Gilbert offered several “leisurely theorems” that offer much more promise than contact hours or learning styles.
Worthy performance, he said, is the ratio of valuable accomplishment to costly behavior.
“Great quantities of work, knowledge, or motivation, in the absence of at least equal accomplishment, are unworthy performance,” he wrote.
In other words: is the expected result worth the cost? (Ask the folks at Daimler-Benz about that merger with Chrysler.)
To Gilbert, the pyramids are “silent monuments to worthless achievement,” because of the great cost in effort. “A really worthy, though less honored, achievement…was the alphabet, a labor-saving device of incalculable worth.”
Hold onto that idea of worth meaning the value of the accomplishment (the result) divided by the behavior (the cost of achieving it). Gilbert used it to develop what he called the PIP — the potential to improve performance.
That’s the ratio between the worth of the results that exemplars produce and the results that typical performers produce. One of the corollaries: the greater the PIP (in other words, the gap between exemplar and average), the easier it is to improve performance.
That’s because most exemplars are not born program managers or chief engineers or aircraft-engine salespeople or pension analysts. Instead, they’ve acquired and integrated a range of skill and knowledge that they apply to produce worthy accomplishments.
Which means it’s possible to identify the knowledge and the skills, and to study when and how they’re applied. In turn that enables typical performers to improve, closing the PIP. Arthur C. Clarke may have been right when he said that any sufficiently advanced technology is indistinguishable from magic — but that’s only until you see how the technology works and start doing things with it yourself.

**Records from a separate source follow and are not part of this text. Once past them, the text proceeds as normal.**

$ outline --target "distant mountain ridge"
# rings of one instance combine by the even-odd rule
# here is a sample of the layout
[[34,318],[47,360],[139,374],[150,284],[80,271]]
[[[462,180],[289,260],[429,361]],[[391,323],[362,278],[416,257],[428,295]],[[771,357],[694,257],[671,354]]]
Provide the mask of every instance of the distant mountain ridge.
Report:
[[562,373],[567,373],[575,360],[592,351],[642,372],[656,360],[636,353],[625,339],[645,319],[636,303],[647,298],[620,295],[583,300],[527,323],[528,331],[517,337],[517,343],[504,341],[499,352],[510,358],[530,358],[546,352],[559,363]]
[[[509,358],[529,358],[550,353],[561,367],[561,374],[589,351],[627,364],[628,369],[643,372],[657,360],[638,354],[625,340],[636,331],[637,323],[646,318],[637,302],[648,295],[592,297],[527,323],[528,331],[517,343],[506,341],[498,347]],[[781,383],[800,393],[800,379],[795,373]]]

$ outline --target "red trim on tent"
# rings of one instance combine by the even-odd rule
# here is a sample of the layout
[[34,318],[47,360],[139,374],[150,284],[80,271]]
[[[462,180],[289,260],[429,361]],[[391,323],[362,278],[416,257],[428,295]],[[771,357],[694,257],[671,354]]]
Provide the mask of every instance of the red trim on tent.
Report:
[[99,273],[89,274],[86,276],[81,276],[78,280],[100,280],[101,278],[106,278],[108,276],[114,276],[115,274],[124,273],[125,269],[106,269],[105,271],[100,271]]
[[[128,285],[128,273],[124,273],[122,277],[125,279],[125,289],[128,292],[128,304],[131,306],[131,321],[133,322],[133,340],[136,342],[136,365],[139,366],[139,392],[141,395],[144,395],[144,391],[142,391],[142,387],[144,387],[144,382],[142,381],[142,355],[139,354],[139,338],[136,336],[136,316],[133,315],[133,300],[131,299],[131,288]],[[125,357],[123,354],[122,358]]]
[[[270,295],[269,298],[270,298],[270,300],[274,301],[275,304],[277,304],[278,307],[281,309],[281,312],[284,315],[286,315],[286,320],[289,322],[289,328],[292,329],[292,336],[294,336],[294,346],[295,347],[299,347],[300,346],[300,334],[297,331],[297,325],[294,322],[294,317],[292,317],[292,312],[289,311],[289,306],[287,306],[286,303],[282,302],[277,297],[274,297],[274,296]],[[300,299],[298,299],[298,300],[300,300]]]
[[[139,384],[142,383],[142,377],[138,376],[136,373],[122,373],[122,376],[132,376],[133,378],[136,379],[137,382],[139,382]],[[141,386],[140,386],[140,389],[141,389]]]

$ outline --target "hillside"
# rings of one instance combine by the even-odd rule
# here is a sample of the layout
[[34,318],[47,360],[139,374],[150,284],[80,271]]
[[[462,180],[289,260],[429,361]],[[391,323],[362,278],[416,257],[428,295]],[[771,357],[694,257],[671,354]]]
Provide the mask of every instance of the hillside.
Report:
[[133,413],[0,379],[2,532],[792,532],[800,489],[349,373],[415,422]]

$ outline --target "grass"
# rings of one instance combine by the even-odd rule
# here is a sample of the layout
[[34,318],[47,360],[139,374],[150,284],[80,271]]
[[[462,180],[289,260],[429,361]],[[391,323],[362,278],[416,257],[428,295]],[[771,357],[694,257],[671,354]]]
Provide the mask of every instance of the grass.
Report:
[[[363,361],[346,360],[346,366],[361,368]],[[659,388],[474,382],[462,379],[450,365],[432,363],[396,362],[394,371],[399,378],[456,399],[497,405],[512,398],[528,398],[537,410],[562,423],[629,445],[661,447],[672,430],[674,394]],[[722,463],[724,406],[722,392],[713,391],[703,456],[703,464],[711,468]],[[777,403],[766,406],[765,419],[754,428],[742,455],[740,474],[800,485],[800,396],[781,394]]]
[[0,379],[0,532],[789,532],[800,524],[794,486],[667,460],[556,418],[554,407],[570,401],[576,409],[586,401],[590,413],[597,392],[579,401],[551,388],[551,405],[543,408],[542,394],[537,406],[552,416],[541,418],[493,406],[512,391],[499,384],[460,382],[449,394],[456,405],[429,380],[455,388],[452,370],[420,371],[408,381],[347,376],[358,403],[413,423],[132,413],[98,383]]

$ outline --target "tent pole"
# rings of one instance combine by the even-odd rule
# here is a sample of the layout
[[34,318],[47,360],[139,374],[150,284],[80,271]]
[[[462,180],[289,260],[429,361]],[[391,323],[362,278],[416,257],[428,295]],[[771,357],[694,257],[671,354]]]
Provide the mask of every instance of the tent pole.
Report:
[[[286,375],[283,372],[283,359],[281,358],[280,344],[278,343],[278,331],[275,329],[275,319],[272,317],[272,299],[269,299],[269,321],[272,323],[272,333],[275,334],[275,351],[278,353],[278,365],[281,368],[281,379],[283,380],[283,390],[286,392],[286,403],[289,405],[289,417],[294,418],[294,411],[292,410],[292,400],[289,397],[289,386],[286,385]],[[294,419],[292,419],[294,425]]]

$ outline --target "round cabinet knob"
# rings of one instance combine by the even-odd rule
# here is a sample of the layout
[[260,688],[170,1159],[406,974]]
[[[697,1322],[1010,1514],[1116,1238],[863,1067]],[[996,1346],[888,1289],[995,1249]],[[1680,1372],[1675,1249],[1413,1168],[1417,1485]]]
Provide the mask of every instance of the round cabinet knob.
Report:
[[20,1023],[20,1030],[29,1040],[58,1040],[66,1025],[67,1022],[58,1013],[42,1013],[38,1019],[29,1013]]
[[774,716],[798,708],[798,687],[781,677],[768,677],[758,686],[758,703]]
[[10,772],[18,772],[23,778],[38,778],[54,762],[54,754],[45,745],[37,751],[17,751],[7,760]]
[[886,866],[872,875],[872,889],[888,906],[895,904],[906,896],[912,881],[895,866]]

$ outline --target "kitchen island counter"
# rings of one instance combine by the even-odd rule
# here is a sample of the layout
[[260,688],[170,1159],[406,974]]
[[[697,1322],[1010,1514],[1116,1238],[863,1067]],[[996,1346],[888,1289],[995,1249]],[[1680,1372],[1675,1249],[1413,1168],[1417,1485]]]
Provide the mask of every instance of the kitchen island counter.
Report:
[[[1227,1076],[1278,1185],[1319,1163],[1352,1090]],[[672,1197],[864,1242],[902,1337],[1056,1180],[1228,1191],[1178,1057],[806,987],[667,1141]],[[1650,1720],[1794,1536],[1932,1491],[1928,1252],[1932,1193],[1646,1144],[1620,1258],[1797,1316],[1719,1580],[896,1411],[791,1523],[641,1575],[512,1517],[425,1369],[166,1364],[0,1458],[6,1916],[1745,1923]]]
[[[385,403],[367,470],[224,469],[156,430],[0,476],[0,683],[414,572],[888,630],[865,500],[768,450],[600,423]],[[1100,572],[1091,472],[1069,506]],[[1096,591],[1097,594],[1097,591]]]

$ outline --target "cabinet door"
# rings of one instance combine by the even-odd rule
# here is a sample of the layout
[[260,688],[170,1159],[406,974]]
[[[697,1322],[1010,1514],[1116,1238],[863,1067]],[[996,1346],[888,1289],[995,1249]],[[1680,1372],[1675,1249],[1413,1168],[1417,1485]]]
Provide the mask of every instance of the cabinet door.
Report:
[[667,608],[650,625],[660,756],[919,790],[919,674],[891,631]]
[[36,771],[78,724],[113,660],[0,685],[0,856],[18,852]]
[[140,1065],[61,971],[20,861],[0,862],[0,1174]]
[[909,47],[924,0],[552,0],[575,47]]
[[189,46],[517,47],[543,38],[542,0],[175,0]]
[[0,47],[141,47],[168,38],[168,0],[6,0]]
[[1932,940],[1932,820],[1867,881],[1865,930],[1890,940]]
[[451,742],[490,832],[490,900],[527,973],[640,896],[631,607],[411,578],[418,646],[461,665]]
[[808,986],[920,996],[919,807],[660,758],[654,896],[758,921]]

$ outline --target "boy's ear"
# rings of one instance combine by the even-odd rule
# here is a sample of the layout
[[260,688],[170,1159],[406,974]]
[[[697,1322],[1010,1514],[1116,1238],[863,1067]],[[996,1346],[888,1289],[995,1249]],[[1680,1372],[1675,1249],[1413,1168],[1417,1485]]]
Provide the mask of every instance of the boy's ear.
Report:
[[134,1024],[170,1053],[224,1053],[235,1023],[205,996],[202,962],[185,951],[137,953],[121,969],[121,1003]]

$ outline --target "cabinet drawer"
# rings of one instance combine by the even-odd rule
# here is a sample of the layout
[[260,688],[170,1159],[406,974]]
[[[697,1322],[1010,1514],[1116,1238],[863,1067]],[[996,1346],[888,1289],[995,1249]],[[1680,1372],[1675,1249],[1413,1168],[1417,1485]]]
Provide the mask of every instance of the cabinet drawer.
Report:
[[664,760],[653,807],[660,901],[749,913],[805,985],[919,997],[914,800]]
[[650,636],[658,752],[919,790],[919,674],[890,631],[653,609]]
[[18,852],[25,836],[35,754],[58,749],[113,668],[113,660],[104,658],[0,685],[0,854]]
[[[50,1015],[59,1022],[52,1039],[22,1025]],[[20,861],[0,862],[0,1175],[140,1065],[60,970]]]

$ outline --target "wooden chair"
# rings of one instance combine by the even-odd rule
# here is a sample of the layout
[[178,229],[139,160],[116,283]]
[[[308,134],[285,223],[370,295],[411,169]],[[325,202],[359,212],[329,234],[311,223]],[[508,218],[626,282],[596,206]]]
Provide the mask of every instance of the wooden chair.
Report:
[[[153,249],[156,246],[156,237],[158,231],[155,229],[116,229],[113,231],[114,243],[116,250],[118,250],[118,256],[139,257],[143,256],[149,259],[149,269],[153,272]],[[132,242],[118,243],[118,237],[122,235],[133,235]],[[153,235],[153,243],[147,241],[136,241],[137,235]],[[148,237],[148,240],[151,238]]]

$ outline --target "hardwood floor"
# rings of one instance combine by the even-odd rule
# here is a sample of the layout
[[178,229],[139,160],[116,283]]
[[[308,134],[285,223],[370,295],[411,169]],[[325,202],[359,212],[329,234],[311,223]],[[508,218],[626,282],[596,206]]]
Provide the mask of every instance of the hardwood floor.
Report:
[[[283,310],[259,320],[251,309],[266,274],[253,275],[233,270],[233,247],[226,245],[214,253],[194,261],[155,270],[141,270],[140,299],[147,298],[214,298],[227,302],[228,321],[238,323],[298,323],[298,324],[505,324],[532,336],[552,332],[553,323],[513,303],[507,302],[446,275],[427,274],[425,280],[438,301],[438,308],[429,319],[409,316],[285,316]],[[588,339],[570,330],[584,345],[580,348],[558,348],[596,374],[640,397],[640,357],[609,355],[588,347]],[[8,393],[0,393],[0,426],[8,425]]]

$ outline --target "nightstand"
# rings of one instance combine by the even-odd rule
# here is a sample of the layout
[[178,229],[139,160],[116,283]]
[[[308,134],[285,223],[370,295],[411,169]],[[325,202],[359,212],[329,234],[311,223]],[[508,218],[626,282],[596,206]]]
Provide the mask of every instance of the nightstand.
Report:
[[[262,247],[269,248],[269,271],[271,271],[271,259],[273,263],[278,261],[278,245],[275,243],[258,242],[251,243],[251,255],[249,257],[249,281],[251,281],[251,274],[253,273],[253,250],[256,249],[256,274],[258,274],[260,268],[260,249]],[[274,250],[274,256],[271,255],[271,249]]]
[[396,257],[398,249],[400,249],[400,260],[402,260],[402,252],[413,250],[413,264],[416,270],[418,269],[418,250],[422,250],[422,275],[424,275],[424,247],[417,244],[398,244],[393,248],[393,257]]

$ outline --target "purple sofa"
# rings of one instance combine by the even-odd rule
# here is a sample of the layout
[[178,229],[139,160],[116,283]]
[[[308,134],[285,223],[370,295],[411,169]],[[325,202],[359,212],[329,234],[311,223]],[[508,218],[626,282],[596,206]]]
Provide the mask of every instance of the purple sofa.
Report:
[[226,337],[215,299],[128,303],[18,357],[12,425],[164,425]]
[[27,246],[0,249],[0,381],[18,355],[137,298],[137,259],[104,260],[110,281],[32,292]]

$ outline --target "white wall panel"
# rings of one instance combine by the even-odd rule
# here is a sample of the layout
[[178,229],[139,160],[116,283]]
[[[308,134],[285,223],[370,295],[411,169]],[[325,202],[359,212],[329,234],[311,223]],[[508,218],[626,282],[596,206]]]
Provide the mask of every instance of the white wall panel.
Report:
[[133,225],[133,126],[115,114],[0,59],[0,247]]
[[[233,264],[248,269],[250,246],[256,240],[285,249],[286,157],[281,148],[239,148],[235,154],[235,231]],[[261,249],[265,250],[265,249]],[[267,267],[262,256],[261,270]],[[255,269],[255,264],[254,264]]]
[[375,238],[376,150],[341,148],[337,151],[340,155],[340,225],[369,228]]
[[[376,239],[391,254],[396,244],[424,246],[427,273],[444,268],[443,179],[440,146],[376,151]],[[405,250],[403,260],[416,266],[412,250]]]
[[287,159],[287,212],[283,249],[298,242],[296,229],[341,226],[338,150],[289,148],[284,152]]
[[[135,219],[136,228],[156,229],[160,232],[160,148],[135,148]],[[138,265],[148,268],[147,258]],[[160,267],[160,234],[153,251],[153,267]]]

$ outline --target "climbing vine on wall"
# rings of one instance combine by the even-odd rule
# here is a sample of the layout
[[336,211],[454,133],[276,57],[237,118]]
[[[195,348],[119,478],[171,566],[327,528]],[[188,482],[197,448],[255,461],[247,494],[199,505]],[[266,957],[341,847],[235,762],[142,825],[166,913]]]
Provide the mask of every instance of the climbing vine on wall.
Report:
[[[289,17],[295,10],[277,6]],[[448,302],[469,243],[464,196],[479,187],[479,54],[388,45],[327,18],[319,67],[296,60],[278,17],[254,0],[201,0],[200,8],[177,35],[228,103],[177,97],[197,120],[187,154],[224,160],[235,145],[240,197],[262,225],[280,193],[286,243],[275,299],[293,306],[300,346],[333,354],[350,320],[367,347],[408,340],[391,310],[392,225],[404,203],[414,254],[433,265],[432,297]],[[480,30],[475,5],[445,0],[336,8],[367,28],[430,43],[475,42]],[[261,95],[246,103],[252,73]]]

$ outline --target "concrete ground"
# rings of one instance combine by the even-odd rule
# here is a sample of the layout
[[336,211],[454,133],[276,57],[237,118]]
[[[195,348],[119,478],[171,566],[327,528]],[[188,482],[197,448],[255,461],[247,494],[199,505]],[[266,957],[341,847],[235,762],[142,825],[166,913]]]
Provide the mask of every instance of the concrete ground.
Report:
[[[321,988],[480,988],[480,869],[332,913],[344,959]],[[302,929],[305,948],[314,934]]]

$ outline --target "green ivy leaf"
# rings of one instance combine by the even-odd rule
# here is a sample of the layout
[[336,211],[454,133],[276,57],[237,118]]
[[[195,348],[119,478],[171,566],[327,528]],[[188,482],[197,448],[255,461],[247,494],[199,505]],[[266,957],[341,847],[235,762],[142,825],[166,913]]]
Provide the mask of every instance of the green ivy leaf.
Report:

Not all tacit knowledge can become explicit, but some can, and that paves the way to acquire more.
Gilbert didn’t mean you could turn everyone into an exemplar. What he did mean is that large gaps appear more daunting than they are. If your average golf score is 140, and the average pro is at 70, your PIP is 2. Coaching and practice could easily get you to, say, 105 — which reduces the PIP to 1.5 and represents a tremendous improvement in your average.
Many web 2.0 tools demonstrate Gilbert’s theorem. They combine access to knowledge (through networks) with technology that eliminate drudgery and theoretical prerequisites. I know I wouldn’t be blogging if I had to code my own PHP — because my desire (or capacity or availability) to become competent in server-side HTML embedded scripting language is… limited, let’s say.
Thanks to WordPress, its online codex, and its user forum, though, I have a powerful, flexible platform for creating and managing online content that my undergrad degree in English didn’t foresee.